Anticipatory Bail Under BNSS: When and How to Apply
Anticipatory bail is not a privilege — it is a protective remedy for persons who apprehend arrest. Understanding when to apply, and what the court looks for, can make all the difference.
What is anticipatory bail?
Anticipatory bail is a direction from a court — the Sessions Court or the High Court — that, if a person is arrested on a specified accusation, they shall be released on bail. The key word is "anticipatory": it is sought before arrest, as a protective measure against feared or imminent arrest.

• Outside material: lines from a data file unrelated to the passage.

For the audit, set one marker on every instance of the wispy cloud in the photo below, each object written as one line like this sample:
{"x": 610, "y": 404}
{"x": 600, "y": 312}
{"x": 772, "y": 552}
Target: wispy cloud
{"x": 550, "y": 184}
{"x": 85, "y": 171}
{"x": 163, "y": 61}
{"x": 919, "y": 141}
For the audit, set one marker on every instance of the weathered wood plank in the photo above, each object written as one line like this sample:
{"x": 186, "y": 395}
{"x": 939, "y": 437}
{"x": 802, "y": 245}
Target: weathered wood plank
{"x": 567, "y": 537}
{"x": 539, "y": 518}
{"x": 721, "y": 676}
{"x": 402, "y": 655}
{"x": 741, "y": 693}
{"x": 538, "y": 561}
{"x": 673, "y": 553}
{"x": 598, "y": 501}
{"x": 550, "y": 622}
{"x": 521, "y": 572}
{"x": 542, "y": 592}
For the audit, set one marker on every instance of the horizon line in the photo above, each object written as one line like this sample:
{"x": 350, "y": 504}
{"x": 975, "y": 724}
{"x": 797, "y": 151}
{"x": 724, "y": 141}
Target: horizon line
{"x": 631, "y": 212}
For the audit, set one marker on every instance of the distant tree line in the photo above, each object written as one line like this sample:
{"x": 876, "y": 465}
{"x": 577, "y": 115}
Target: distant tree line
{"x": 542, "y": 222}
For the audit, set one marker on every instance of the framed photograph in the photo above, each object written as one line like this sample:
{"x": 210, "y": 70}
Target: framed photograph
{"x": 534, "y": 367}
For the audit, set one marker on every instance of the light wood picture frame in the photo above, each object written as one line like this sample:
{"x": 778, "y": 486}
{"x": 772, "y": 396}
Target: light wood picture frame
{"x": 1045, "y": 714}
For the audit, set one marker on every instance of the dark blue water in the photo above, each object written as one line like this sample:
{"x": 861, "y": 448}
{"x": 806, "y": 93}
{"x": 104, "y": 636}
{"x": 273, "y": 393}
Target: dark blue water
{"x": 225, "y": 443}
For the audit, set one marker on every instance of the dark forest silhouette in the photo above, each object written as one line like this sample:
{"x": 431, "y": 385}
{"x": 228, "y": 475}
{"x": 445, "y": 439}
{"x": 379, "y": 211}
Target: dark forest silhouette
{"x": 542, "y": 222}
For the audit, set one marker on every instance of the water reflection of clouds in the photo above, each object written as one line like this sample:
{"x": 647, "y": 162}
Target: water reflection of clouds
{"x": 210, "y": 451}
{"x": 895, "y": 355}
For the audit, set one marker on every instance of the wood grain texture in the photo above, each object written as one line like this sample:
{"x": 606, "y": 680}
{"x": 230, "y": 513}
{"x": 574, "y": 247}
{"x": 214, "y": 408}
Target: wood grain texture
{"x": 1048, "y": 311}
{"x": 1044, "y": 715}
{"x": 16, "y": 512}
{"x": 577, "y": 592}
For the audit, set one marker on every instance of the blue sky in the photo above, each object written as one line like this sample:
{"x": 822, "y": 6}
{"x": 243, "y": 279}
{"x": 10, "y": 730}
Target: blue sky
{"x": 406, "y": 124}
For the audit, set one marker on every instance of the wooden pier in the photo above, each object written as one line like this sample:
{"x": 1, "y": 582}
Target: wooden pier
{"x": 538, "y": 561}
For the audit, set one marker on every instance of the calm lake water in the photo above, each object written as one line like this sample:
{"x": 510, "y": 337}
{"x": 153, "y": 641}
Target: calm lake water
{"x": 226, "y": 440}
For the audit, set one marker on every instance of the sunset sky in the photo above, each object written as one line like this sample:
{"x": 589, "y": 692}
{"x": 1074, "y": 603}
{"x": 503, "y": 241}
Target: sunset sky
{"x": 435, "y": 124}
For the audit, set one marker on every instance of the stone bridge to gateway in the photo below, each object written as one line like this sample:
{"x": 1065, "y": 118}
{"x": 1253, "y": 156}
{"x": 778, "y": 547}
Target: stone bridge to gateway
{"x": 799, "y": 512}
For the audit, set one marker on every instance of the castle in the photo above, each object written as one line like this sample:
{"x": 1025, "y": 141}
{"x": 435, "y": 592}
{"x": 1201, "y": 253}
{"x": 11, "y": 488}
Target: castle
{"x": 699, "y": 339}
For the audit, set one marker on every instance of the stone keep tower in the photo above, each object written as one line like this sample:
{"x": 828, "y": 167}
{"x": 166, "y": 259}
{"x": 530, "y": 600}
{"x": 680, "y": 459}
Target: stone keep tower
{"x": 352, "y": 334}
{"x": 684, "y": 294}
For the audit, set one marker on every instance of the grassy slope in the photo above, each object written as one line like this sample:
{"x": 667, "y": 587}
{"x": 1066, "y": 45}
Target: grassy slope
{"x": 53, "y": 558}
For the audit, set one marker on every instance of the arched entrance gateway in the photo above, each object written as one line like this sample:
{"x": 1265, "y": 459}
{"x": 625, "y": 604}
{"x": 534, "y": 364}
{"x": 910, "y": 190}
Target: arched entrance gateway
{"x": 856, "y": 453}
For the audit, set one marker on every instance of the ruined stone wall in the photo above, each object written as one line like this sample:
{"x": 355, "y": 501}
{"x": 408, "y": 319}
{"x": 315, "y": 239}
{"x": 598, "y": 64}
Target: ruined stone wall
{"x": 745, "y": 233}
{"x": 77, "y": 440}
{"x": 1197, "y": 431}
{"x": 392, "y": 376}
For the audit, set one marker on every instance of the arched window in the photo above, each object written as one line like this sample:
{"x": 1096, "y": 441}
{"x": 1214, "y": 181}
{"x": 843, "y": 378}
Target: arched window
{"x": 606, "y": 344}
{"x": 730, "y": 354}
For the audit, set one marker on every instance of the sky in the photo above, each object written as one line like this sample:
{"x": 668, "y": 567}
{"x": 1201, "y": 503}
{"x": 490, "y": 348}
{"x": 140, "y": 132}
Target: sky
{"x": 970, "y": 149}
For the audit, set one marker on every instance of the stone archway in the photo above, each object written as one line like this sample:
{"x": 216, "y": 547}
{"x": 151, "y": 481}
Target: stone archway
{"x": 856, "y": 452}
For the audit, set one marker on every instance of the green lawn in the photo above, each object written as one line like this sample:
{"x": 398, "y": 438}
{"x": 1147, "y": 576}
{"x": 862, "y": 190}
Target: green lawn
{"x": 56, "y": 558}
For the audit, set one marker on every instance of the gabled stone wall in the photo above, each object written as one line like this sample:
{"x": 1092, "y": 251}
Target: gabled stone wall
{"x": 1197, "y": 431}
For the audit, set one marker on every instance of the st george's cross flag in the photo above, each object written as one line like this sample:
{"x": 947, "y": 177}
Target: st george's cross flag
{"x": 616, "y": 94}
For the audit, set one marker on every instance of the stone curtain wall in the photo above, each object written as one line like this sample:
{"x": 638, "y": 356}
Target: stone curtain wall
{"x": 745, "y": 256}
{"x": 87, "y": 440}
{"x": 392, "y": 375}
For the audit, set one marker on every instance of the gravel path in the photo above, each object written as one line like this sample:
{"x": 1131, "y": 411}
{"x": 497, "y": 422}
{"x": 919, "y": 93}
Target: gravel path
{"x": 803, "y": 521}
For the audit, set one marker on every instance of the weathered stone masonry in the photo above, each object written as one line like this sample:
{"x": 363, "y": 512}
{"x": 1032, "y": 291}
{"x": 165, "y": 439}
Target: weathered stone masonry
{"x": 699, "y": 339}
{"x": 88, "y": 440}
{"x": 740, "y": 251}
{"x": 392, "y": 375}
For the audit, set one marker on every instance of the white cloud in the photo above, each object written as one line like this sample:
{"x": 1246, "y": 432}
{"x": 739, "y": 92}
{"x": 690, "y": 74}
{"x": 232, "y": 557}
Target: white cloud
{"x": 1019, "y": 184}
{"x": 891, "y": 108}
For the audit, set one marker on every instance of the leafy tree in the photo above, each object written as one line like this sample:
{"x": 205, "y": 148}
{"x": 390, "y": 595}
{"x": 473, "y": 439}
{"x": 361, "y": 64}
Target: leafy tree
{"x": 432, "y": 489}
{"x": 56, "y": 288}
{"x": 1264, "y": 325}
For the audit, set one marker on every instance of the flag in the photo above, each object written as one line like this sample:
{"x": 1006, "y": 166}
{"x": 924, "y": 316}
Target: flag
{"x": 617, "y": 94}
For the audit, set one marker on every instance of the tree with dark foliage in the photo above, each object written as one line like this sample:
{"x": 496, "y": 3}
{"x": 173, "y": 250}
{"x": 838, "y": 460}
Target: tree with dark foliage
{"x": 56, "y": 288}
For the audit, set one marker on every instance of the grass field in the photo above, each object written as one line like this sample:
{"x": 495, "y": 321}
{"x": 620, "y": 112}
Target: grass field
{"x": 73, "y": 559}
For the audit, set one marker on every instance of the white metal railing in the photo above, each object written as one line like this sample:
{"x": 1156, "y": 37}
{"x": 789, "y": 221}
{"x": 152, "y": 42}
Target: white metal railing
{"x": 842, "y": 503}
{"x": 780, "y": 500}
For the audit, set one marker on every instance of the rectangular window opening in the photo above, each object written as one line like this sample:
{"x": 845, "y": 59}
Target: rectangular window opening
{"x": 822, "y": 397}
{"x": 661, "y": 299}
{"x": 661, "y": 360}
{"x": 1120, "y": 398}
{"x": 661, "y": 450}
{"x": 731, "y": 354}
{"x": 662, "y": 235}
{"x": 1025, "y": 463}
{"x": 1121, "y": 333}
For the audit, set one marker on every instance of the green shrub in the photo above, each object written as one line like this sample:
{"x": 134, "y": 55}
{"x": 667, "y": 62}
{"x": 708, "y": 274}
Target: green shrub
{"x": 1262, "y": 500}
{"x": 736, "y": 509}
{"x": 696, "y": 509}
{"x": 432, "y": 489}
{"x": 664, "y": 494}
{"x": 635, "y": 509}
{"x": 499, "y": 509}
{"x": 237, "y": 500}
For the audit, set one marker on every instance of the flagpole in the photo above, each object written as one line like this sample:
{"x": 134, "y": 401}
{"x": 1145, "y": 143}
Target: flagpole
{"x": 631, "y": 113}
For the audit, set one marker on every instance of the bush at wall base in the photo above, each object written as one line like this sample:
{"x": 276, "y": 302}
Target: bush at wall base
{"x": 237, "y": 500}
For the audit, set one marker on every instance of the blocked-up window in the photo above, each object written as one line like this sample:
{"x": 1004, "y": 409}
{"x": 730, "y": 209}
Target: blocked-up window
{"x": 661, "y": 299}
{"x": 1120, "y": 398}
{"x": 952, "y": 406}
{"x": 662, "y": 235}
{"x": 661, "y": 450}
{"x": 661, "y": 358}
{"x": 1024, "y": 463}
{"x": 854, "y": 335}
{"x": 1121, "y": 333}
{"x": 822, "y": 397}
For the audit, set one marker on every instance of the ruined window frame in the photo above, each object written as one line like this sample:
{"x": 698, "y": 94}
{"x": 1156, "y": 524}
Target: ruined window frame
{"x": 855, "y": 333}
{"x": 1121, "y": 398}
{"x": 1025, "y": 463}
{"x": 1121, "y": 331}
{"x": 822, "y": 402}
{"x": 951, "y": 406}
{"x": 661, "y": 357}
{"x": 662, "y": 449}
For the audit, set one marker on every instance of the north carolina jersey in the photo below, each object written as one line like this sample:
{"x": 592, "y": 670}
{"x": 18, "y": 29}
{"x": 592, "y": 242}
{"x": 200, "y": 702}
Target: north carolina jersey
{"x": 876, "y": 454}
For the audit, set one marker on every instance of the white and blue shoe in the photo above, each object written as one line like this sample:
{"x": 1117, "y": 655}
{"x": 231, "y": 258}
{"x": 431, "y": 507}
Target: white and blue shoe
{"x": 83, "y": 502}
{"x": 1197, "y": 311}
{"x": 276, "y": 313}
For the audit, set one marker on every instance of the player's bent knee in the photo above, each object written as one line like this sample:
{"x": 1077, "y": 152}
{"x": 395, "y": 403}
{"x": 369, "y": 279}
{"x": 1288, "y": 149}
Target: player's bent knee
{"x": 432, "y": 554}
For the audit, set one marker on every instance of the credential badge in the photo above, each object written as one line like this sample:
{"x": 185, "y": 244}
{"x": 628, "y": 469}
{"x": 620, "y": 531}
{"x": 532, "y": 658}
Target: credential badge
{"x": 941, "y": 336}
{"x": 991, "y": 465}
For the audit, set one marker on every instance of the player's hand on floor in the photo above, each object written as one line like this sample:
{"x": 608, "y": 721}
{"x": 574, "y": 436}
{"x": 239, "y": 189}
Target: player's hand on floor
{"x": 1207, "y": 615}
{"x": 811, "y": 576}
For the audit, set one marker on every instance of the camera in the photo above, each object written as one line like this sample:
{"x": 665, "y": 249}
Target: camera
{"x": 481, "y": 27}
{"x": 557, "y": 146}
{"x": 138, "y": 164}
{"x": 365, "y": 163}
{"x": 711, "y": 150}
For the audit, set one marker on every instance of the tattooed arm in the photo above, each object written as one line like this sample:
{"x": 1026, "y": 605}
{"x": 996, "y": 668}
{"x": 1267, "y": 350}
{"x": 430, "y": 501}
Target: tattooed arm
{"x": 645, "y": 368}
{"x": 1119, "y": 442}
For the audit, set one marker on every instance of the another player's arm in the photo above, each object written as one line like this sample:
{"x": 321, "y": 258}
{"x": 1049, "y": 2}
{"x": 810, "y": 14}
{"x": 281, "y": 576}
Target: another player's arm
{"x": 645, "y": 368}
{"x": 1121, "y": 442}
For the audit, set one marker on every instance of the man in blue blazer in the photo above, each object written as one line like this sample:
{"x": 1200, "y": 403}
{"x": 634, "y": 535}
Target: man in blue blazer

Under the Bharatiya Nagarik Suraksha Sanhita 2023 (BNSS), which replaced the Code of Criminal Procedure 1973, anticipatory bail is provided for under section 484 (corresponding broadly to the former section 438 CrPC). The remedy enables a person who has reasonable grounds to believe they may be arrested on a non-bailable offence to approach the court in advance.
When should one apply for anticipatory bail?
An application may be filed where a person:
- Has reasonable apprehension of arrest on a non-bailable offence;
- Has been named in an FIR or is aware of a complaint or investigation directed at them;
- Apprehends arrest as part of a vendetta or false case;
- Has been called for questioning or summoned by the police but not yet arrested.
Timing matters. An application filed after the situation has escalated (e.g., after a warrant has been issued) may be less effective than one filed promptly when the risk first arises. Legal advice should be obtained as early as possible.
What does the court consider?
The court exercises a discretion. In deciding whether to grant anticipatory bail, it typically considers:
- The nature and gravity of the accusation — serious offences attract greater scrutiny;
- The background and antecedents of the applicant — prior criminal record is relevant;
- The possibility of flight — whether the applicant is likely to flee justice;
- Whether the accusation appears to have been made to humiliate or injure the applicant;
- The risk of the applicant tampering with evidence or influencing witnesses.
The court may also impose conditions — such as surrendering the passport, not leaving the jurisdiction, co-operating with the investigation, or making oneself available for questioning.
How does the application process work?
The general process in Tamil Nadu:
- An application is drafted setting out the facts, the apprehension of arrest, the accused's background and reasons why bail should be granted;
- The application is filed in the Sessions Court of the jurisdiction in which the offence is alleged to have been committed (or the High Court in appropriate cases);
- The court issues notice to the prosecution/police and may hear the application on an interim basis first;
- If granted, the order is a direction to the police that on arrest, the applicant shall be released on bail — so the applicant is not required to surrender to custody in advance;
- The order may be interim or absolute (final), with or without conditions.
What happens if anticipatory bail is refused or cancelled?
If the Sessions Court refuses anticipatory bail, the applicant may approach the High Court. The High Court has wide powers to grant anticipatory bail even where the Sessions Court has refused.
If granted, anticipatory bail can be cancelled if the applicant misuses the protection — for example by tampering with evidence, not co-operating with the investigation, or failing to comply with conditions. On cancellation, the person may be arrested and will need to seek regular bail under the normal provisions.
Where neither anticipatory bail nor regular bail is available — for example for certain offences where bail is restricted by statute — the proper remedy may be a writ petition. Legal advice is essential in such situations.